Une grande partie des signale­ments et témoignages recueillis par les associations de défense des vic­times de dérives sectaires dépeignent des situations de perte financière après un investissement de milliers d’euros : flot incessant de formations, frais divers (matériel, ouvrages, ins­cription) cotisation annuelle, et solli­citations insistantes par courriels pour obtenir des dons pour la construction de propriétés à l’étranger utilisées comme centres de bien-être.
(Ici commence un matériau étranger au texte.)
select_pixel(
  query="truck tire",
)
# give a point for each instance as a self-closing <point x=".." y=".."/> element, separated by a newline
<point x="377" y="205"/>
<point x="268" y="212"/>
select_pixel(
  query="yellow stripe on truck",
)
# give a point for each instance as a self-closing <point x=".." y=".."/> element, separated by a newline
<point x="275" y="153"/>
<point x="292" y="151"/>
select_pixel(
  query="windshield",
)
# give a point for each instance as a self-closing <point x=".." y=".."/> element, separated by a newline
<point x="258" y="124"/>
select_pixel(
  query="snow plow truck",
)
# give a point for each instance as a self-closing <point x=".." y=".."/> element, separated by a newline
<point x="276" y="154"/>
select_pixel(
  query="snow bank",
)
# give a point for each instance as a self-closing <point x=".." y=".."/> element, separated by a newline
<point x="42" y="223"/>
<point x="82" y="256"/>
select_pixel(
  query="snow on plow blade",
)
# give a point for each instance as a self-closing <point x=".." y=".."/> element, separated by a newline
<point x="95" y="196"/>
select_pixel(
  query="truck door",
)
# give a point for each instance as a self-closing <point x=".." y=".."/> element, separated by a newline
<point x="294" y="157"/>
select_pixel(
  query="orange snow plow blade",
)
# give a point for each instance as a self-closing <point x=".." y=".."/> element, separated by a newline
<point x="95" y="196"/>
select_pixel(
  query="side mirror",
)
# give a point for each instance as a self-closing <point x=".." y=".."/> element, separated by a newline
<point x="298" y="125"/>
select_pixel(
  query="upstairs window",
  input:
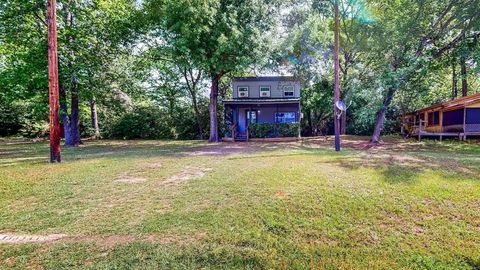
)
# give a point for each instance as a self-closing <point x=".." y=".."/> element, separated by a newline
<point x="242" y="91"/>
<point x="288" y="91"/>
<point x="433" y="118"/>
<point x="285" y="117"/>
<point x="264" y="91"/>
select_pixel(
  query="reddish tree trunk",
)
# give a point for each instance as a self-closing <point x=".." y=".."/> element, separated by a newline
<point x="53" y="82"/>
<point x="74" y="115"/>
<point x="213" y="110"/>
<point x="336" y="93"/>
<point x="464" y="76"/>
<point x="454" y="80"/>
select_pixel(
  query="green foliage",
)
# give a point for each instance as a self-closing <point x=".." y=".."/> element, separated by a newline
<point x="269" y="130"/>
<point x="141" y="123"/>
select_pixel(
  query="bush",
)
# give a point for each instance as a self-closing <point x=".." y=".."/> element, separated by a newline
<point x="269" y="130"/>
<point x="141" y="123"/>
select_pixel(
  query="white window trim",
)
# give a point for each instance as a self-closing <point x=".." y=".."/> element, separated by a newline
<point x="289" y="88"/>
<point x="269" y="91"/>
<point x="247" y="90"/>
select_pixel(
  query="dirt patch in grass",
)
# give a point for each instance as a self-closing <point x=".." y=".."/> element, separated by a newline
<point x="105" y="241"/>
<point x="10" y="238"/>
<point x="189" y="173"/>
<point x="129" y="179"/>
<point x="225" y="149"/>
<point x="281" y="195"/>
<point x="154" y="165"/>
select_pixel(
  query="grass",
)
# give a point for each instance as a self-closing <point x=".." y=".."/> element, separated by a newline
<point x="403" y="205"/>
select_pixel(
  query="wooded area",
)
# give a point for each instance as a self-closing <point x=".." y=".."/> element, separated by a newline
<point x="159" y="69"/>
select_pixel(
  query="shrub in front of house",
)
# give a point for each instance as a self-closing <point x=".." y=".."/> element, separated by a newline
<point x="269" y="130"/>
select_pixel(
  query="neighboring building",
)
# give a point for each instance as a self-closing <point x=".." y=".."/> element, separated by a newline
<point x="459" y="117"/>
<point x="263" y="107"/>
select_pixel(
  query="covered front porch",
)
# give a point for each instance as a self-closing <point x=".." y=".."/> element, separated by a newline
<point x="262" y="119"/>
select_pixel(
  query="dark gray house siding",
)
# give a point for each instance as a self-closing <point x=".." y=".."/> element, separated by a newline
<point x="277" y="108"/>
<point x="277" y="85"/>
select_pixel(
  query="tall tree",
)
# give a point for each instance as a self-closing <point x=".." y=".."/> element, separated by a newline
<point x="53" y="82"/>
<point x="219" y="36"/>
<point x="336" y="91"/>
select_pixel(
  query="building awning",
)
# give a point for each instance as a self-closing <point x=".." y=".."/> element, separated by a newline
<point x="255" y="101"/>
<point x="450" y="105"/>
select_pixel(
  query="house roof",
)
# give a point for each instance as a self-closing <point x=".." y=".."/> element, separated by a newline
<point x="452" y="104"/>
<point x="263" y="101"/>
<point x="264" y="78"/>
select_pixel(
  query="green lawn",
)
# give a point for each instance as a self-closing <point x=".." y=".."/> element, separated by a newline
<point x="190" y="205"/>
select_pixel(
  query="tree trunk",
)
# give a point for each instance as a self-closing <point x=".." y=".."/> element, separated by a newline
<point x="94" y="116"/>
<point x="343" y="125"/>
<point x="75" y="114"/>
<point x="53" y="87"/>
<point x="381" y="115"/>
<point x="196" y="110"/>
<point x="309" y="121"/>
<point x="464" y="76"/>
<point x="336" y="91"/>
<point x="65" y="118"/>
<point x="213" y="109"/>
<point x="454" y="80"/>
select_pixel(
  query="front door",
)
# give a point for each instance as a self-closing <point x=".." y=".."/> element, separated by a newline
<point x="251" y="117"/>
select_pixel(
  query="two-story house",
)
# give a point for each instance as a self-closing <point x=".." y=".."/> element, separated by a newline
<point x="263" y="107"/>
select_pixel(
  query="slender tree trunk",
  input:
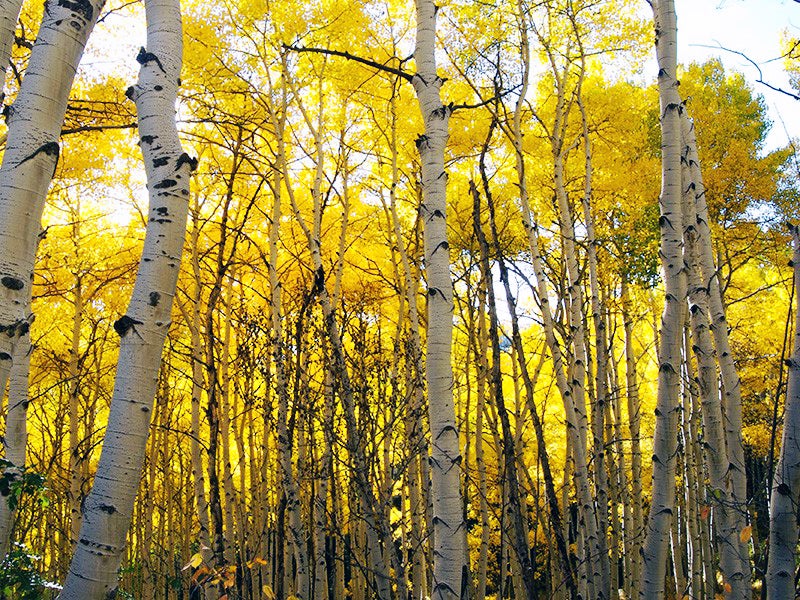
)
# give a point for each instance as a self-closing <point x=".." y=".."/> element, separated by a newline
<point x="108" y="508"/>
<point x="449" y="565"/>
<point x="16" y="433"/>
<point x="785" y="497"/>
<point x="9" y="15"/>
<point x="656" y="546"/>
<point x="739" y="573"/>
<point x="31" y="154"/>
<point x="517" y="506"/>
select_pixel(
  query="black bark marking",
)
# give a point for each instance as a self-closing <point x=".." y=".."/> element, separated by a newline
<point x="82" y="7"/>
<point x="125" y="324"/>
<point x="443" y="244"/>
<point x="145" y="57"/>
<point x="165" y="183"/>
<point x="50" y="149"/>
<point x="185" y="158"/>
<point x="319" y="281"/>
<point x="12" y="283"/>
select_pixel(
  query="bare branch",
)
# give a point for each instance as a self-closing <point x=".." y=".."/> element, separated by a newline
<point x="364" y="61"/>
<point x="757" y="67"/>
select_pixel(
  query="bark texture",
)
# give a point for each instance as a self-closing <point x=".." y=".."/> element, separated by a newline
<point x="143" y="329"/>
<point x="449" y="554"/>
<point x="786" y="485"/>
<point x="655" y="552"/>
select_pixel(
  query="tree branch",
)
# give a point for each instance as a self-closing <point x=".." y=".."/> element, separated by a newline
<point x="364" y="61"/>
<point x="757" y="67"/>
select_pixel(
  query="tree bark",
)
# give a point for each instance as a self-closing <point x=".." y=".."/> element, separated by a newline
<point x="656" y="546"/>
<point x="783" y="525"/>
<point x="143" y="329"/>
<point x="449" y="565"/>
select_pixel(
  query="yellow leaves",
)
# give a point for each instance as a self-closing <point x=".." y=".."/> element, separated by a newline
<point x="746" y="534"/>
<point x="194" y="562"/>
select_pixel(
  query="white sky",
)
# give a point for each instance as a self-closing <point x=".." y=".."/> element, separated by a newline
<point x="753" y="27"/>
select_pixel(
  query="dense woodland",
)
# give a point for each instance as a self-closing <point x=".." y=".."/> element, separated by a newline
<point x="472" y="301"/>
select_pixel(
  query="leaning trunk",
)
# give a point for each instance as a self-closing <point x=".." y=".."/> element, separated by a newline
<point x="655" y="552"/>
<point x="143" y="329"/>
<point x="783" y="528"/>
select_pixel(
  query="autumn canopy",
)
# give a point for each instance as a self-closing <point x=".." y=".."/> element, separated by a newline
<point x="393" y="300"/>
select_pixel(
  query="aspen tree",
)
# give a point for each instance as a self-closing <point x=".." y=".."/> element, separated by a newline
<point x="355" y="437"/>
<point x="414" y="426"/>
<point x="449" y="564"/>
<point x="516" y="505"/>
<point x="31" y="154"/>
<point x="738" y="575"/>
<point x="783" y="528"/>
<point x="656" y="546"/>
<point x="16" y="432"/>
<point x="715" y="446"/>
<point x="9" y="14"/>
<point x="143" y="329"/>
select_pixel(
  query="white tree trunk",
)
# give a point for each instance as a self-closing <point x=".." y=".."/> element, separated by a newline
<point x="449" y="564"/>
<point x="783" y="528"/>
<point x="9" y="15"/>
<point x="109" y="506"/>
<point x="739" y="575"/>
<point x="29" y="161"/>
<point x="655" y="552"/>
<point x="16" y="433"/>
<point x="34" y="125"/>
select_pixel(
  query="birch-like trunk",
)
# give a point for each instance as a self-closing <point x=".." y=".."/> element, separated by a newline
<point x="739" y="573"/>
<point x="9" y="15"/>
<point x="517" y="506"/>
<point x="16" y="433"/>
<point x="783" y="528"/>
<point x="655" y="552"/>
<point x="143" y="329"/>
<point x="450" y="557"/>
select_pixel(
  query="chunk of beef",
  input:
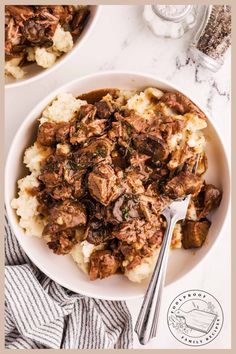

Une seule étude a démontré son im­pact sur la dépression et l’anxiété. Son auteur est diplômé en médecine na­turelle à l’université quantique d’Ho­nolulu et l’étude a été publiée dans Energy Psychology, une revue ésoté­rique 7. Évidemment, cette pratique de soin énergétique n’a jamais été validée scientifiquement. Quant à la formation, elle ne bénéficie d’aucune reconnaissance officielle.8 En 2020, dans le cadre d’un numéro d’Envoyé Spécial, une journaliste avait suivi une formation d’Access Bars. Au cours de son investigation elle avait découvert que l’Access Bars figurait au catalogue des formations proposées par Pôle emploi, aux côtés d’autres pratiques de soin non conventionnelles.9

L’Access Bars est une méthode présentant de nombreux risques. Elle s’appuie sur des concepts assez sé­duisants pour attirer toute personne en proie à des questions existentielles ou qui ressent un fort besoin d’appar­tenance. Parce qu’elle introduit l’idée d’une identité « humanoïde », sorte d’être humain amélioré, capable de percevoir des choses que les êtres hu­mains normaux ne perçoivent pas, et en faisant de l’accès à cette identité une initiation, la doctrine sous-ten­dant la pratique de l’Access Bars am­plifie les risques de rupture. La pru­dence est de mise d’autant plus que cette pratique prétend agir sur les souvenirs, manie le concept de capaci­tés extraordinaires, propose un rituel d’exorcisme … autant de procédés qui peuvent mener à l’emprise.

1. Un canal est une personne qui excerce le channeling, une pratique new age consistant à communiquer avec des « êtres supérieures ».

2. Victor Garcia,Access Bars Consciousness : les documents secrets, 22.03.2019

3. Access Consciousness, Psiram, 18.04.201

4. Op.cit, Victor Garcia,Access Bars Consciousness : les do­cuments secrets

5. Ibid. 6. Ibid.

7. Unadfi.org, Que sait-on de ? L’Access Bars Consciousness, 11.04.2019

8. Miviludes,Rapport d’activité & études 2018-2020,202 /, p. 68 9 • Unadfi.org, Reconversion pas très professionnelle, 12.04.2020

9. Unadfi.org. Reconversion pas très professionnelle. 12/04/2020.